BIN, BELINYU – Pembangunan dermaga pelabuhan Belinyu, Kabupaten Bangka senilai Rp 23 miliar menuai sorotan tajam masyarakt Bangka Belitung. Dari penelusuran lapangan beberapa item pekerjaan diduga kuat bermasalah. Proyek senilai Rp 23 milar hanya dermaga kecil yang mirip jembatan, hamparan batu gunung berserakan dan penimbunan tanah puruh yang tidak padat.
Lantai dermaga dari beton berukuran sekitar lebar 6 meter kali panjang 40 an meter ada yang berlobang akibat beton terkelupas. Selain itu, batuan gunung yang terpasang berukuran beragam mulai dari seukuran kepala orang desawa hingga seukuran kepalan orang dewasa bahkan lebih kecil.

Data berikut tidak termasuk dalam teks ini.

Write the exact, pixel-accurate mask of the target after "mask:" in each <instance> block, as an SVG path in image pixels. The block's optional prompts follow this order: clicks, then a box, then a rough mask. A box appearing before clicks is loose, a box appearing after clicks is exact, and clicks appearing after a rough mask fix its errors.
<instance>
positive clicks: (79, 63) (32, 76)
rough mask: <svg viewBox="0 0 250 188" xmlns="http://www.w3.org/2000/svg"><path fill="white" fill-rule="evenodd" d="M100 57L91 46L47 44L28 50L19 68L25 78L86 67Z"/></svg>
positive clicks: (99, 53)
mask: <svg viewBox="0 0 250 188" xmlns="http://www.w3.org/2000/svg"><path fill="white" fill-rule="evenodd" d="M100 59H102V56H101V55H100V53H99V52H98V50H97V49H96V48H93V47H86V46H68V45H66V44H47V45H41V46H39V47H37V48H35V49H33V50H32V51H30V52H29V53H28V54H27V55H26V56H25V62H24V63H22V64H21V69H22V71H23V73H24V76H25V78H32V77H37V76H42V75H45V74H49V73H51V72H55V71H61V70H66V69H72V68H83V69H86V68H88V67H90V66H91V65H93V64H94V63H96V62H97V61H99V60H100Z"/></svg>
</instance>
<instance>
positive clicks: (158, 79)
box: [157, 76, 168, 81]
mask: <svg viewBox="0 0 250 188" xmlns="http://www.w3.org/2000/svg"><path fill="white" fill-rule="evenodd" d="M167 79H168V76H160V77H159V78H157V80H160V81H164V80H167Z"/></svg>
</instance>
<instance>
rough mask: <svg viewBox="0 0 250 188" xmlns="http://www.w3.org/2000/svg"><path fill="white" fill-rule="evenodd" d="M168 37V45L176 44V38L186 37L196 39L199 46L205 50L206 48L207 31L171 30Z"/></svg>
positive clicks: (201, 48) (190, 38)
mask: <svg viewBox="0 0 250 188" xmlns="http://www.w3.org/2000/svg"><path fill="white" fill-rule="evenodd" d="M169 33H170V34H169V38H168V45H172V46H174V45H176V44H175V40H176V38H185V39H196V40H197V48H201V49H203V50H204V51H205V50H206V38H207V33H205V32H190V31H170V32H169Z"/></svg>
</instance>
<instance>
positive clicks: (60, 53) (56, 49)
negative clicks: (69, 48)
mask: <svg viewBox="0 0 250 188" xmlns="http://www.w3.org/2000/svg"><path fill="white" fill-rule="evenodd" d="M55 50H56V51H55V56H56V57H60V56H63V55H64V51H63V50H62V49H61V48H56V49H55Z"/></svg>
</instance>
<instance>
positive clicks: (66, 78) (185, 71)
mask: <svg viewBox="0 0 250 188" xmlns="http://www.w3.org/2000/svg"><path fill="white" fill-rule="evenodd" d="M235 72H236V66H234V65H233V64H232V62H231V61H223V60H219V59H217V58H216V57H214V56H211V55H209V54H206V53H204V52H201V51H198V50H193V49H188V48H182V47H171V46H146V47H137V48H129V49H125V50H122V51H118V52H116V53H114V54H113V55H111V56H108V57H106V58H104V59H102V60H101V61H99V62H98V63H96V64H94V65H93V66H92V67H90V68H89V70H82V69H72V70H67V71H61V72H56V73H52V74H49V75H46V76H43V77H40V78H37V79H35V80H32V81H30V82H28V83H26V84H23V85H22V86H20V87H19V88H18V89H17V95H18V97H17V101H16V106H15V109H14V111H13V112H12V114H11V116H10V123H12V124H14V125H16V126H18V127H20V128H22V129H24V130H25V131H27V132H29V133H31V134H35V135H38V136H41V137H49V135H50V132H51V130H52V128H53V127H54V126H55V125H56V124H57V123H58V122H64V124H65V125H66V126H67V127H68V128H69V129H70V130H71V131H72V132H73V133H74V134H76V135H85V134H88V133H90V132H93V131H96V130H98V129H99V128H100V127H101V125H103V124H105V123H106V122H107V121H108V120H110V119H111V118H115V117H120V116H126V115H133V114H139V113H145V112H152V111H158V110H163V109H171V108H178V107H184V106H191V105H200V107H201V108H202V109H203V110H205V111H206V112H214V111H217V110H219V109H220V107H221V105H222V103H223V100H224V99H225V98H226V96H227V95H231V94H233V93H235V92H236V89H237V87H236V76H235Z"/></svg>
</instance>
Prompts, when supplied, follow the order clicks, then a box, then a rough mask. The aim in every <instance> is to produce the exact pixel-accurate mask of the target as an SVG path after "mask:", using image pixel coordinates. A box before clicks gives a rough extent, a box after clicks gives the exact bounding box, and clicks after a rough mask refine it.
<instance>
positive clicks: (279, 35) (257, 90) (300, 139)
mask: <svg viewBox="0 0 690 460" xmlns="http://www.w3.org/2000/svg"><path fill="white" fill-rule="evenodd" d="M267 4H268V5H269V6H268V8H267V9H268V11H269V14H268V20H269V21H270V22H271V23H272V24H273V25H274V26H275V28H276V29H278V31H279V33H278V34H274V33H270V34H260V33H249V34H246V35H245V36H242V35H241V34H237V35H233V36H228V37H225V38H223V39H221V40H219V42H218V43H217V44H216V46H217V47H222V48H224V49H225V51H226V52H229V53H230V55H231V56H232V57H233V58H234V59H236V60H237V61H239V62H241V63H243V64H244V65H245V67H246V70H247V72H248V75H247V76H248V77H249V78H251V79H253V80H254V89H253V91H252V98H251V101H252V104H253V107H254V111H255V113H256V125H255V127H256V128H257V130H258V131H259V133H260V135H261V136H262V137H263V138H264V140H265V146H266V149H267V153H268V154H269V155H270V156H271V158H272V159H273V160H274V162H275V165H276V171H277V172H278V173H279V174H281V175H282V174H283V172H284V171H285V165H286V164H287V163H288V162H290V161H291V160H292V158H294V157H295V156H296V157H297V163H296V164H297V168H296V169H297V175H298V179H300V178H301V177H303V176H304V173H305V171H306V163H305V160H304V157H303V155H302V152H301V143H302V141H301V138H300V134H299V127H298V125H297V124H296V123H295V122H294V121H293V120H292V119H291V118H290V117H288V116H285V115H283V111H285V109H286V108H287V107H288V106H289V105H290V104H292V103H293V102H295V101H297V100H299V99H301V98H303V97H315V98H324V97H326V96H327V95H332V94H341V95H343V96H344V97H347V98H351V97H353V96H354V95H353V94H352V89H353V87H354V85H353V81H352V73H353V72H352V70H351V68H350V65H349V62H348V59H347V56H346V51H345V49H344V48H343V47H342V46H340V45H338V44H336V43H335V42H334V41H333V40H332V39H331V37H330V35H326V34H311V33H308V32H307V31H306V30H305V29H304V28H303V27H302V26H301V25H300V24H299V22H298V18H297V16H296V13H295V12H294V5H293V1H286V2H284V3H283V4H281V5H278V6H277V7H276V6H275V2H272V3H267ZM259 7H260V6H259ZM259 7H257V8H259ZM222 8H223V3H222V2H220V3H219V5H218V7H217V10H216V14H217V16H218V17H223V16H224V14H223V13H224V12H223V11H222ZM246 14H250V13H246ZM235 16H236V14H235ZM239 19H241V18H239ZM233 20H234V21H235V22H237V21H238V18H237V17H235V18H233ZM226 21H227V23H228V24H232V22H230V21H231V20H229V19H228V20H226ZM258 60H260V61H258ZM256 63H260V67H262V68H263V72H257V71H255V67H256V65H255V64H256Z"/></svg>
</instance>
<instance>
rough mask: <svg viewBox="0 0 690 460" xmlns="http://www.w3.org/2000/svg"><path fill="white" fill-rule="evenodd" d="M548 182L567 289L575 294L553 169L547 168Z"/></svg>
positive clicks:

Di sana sini batuan yang ditumpuk untuk menahan tanah puru beberapa bagian amblas. Hal ini diikuti dengan amblasnya sejumlah bagian tanah puru ikut amblas sehingga semacam membentuk lubang sekitar setengah meter kali satu meter persegi.
Hasil pekerjaan dermaga oleh PT Karya Nusantara-KSO dengan konsultan pengawas PT Priangan Raya Utama tersebut tampak tidak rapi dan terkesan ala kadarnya.
Proyek penyeberangan pelabuhan Belinyu adalah milik Kementerian Perhubungan, Direktorat Jenderal Perhubungan Darat, Balai Pengelola Transportasi Darat Kelas III Bangka Belitung, dengan Nomor Kontrak: PL104/ 4/15/BPTD BABEL/ 2024, tanggal 22/10/2024 dan berakhir pada 31 Desember 2024 atau 70 hari kerja dengan nilai Rp 23. 171. 701.000,00,-.
Redaksi sudah menghubungi untuk konfirmasi terkait pengerjaan, data lapangan dan dokumen terkait ke Satpel Balai Pengelola Transportasi Darat Kelas III Bangka Belitung, Wiratno, Rabu (23/4/2025), namun belum direspons.
Masyarakat sekitar yang ditemui, mengomentari kalau proyek tersebut terkesan dikerjakan asal jadi.
Dari informasi yang diperoleh bahwa proyek Pelabuhan Penyeberangan diduga dikerjakan oleh pengusaha minyak ternama di Belinyu, Afuk.